Specifically, if the book ends Stephen Bannon's rise in the Republican Party, then there is a better chance of a Republican coalition developing that will be stronger in the 2018 midterm elections. And that would be very good for the president.
So far, Trump has never really governed with a coalition. There has never been a melding together of Trump rally attendees and rabid supporters with shellshocked Republican regulars and elected officials who have to build campaigns and win elections. And with Bannon on the warpath, it was impossible for the Trump wing of the GOP and the congressional wing of the party to truly come together.
Bear with me, but with Bannon gone, perhaps today there is a Trump coalition in the making. There is something of an alliance between traditional Republicans who want to see the Republican majority make good policy and Trump faithfuls who traditionally vote Republican but have been dissatisfied with the results of Republican rule in the House and Senate. Traditional Republicans rightfully see Trump as the necessary tool to allow good policy to become law. There is another side of the Trump coalition that wants to destroy the current political order but doesn't really have a governing plan. True Trump loyalists trust that the president won't become bogged down in the swamp and won't become trapped into just doing more of the same.

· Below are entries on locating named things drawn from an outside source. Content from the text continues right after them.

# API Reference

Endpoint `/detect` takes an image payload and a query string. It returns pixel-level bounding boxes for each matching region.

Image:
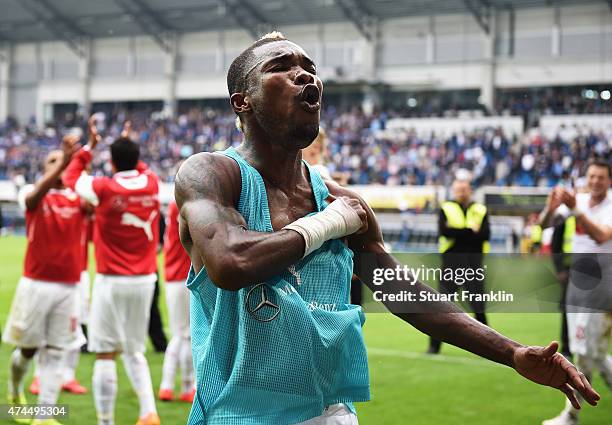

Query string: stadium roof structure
[0,0,612,53]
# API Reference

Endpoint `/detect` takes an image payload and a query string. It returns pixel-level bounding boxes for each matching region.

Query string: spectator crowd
[0,101,612,186]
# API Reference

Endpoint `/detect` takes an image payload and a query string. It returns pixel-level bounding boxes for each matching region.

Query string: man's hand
[61,134,80,168]
[327,194,368,236]
[87,114,102,150]
[514,342,600,409]
[546,186,565,212]
[560,190,576,210]
[121,120,132,138]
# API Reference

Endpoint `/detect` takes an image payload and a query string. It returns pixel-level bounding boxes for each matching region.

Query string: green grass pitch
[0,237,612,425]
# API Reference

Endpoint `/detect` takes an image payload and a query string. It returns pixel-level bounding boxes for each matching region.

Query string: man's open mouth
[298,84,321,112]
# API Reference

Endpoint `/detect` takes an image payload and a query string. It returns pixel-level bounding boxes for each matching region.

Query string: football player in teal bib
[175,33,599,425]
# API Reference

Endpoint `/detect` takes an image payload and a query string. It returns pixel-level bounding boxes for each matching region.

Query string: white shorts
[78,270,91,325]
[88,274,156,354]
[166,281,191,338]
[296,404,359,425]
[567,313,612,360]
[2,277,78,349]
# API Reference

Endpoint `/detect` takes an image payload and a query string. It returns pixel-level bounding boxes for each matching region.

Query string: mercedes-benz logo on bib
[244,283,280,322]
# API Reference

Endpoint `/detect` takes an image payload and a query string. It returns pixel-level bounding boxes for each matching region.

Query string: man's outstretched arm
[331,182,599,408]
[25,135,78,211]
[175,153,365,290]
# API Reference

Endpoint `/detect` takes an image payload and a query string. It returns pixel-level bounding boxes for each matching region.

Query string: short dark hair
[227,31,287,96]
[586,157,612,177]
[111,137,140,171]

So, as long as traditionalists are getting their bills signed and judges confirmed, and the Trumpites are assured their man hasn't forgotten them, the coalition can exist. Bannon's desire to destroy Senate Majority Leader Mitch McConnell, R-Ky., and defeat other functioning Republicans made a Trump coalition impossible.
Just as there is no place for Bannon in a governing coalition, there is similarly not much use for someone like Sen. Jeff Flake, R-Ariz. Flake revels in the attention he gets from the mainstream media for being anti-Trump, personally belittling the president and highlighting Trump's character flaws. Trump offers plenty to criticize, but for a party leader to make Trump-bashing his principal purpose does not help the party meet the responsibilities that voters have given it.
In their own ways, Bannon and Flake have become obstructionist showmen who merely distract, rather than contribute to the coalition's governing or electoral prospects. Sen. Lindsey Graham, R-S.C., seems to have come around somewhat on Trump. Others should take notice.
We have already seen how a Trump coalition can work. Trump voters trust the president to not be seduced by the establishment and the status quo, and establishment Republicans have found Trump to be more conservative in his personnel decisions and policy positions than they ever dreamed possible. The problem that establishment Republicans have with Trump is his personal behavior, his inattention to the role a president plays in maintaining world order, his gaps in knowledge and his indifference to our traditional alliances. His immaturity alarms and disenfranchises a lot of voters who would otherwise think his policy victories, particularly on the economic front, are something they would vote for. These are the voters who are glad to see Bannon gone.
Anyway, Trump is here to stay. Despite what the Democrats and their allies in the media are hoping for, he's not going to be removed from office. And while his behavior can't be excused, it shouldn't destroy the coalition that is forming around his presidency.
Bannon wasn't the cause of Trump's bad behavior, and there is no reason to think that his departure will make Trump more poised, mature or thoughtful. So, the question becomes not only whether the coalition will produce results that make voters overlook the president's flaws, but also whether the Democrats have candidates capable of diminishing the president's power and somehow checking his damaging behavior.
Regular GOP voters know that the turmoil produced by Bannon only served the Democrats and the mainstream media, who want to resist Trump's policies and obsess over his personal inadequacies. But despite the president's shortcomings as well as Bannon's poisonous presence and that of quitters like Flake, the Trump presidency is a net plus for both sides of the emerging coalition.
That could change at any moment - particularly if there is a blunder overseas or a miscalculation that leads to war. But if there is no disaster, who knows, maybe there could be something of a Trump renaissance. With the conventional wisdom, the predictable media and others heavily invested in promoting the idea that Trump is a disaster, well, what if there is no disaster? What if the economy really ignites, and there isn't a foreign calamity, a Mueller showstopper or a terrorist attack? It would be a disaster for the Democrats and their allies in the media.
So, for now, the GOP coalition needs its leaders to focus on getting actual tangible results - results that voters will notice and therefore be less inclined to think a change is in order in the 2018 midterms and that the Democrats could do better.